Cornborer – larval stage
Another risk of monoculture farms is that if an insect pest likes the crop, that insect has a large food supply to draw from all in one place, leading to that insect multiplying rapidly. Conversely, a field containing a variety of plants doesn’t provide such a large block of food for the insect, so it is less likely to find the nutrients it needs to survive and thrive. Left to its own defenses, a farm field growing a variety of plants tends to attract fewer insect pests than a field growing just one type of crop. The result of this is that monocultures require the use of more pesticides, further reducing the biodiversity.
If we stopped eating meat, we wouldn’t have to resort to raising monoculture crops so often, and our food system could be more in harmony with nature, allowing many more species to flourish.
There’s an extra benefit to the environment when we go veg that’s not often talked about. We’ve written in the past about how much global warming gases are emitted by the animal agriculture, but there’s more good news. Once we stop raising animals for meat, the land they were using, directly and indirectly, could be allowed to return to its natural state and start absorbing carbon.
The extensive amount of land used to raise meat incurs a carbon opportunity cost, given the potential for carbon sequestration through ecosystem restoration. Soil carbon sequestration is a process in which CO2 is removed from the atmosphere and stored in the soil carbon pool. As the ecosystem recovers, the native plants absorb carbon dioxide through photosynthesis, and store carbon in their roots, thus increasing organic carbon in the soil.
This would have a huge impact. Raising meat has had a particularly detrimental impact on land since half the land on earth is used directly or indirectly for raising meat. A recent study showed that if everyone in the world went vegan, we could remove 16 years of fossil-fuel-based carbon emissions from the atmosphere by the year 2050. That’s enough to really turn around the levels of greenhouse gases in the atmosphere and start to reduce the rate at which the climate is changing.
Another factor not talked about is that the mass of animals raised for slaughter on Earth now outweighs all wildlife by a factor of 15-to-1. This causes massive damage to world’s ecology and leads to a reduction in biodiversity with the extinction of many species. With the land freed up from raising animals, wildlife would have a chance to recover increasing the chances of species survival. This would provide a broad benefit to the ecology and help normalize the natural food chain, making the soil and plant life healthier, which could then absorb further carbon from the atmosphere.

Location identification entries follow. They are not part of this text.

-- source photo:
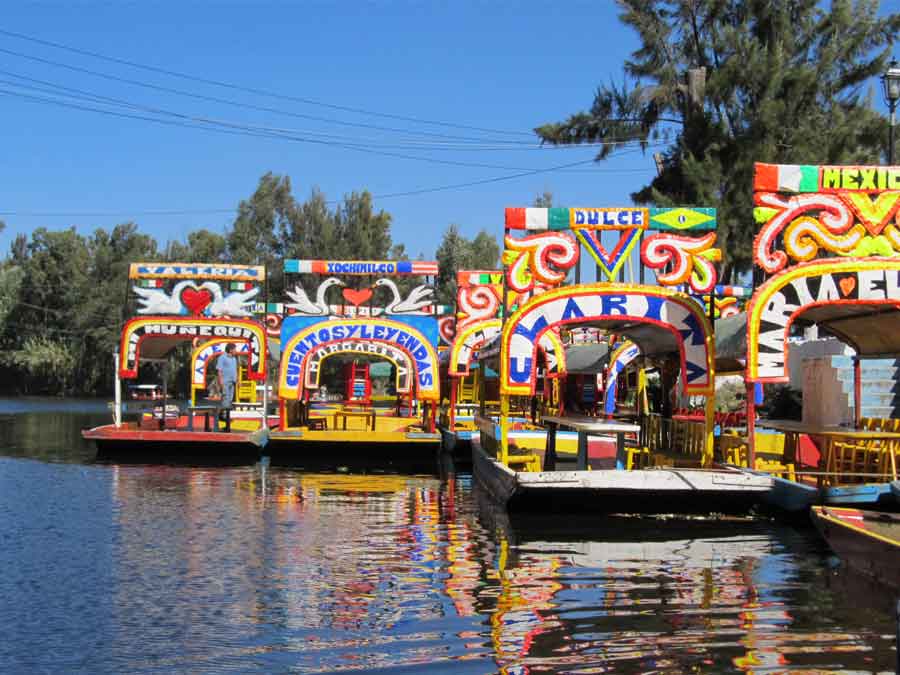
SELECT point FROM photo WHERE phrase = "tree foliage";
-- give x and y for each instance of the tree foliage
(62, 293)
(727, 83)
(455, 253)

So a global switch to a vegan diet would both reduce the emission and increase the absorption of greenhouse gases, and enable the ecology and especially the soil to recover, creating a virtuous circle instead of a vicious decline in the health of our planet.
Fishing and fish farming are destroying the ocean’s ecology. In fact, according to the United Nations Environmental Program, the ocean’s ecological crisis is “greater than anything witnessed on land.” According to the UN, almost 90% of the fisheries are now at either their sustainable limit or beyond.
The scope of this problem can partly gauged by the fact that there are now over four million commercial fishing vessels combing the world’s oceans, depleting fish at a rate that’s considered three times more than is sustainable.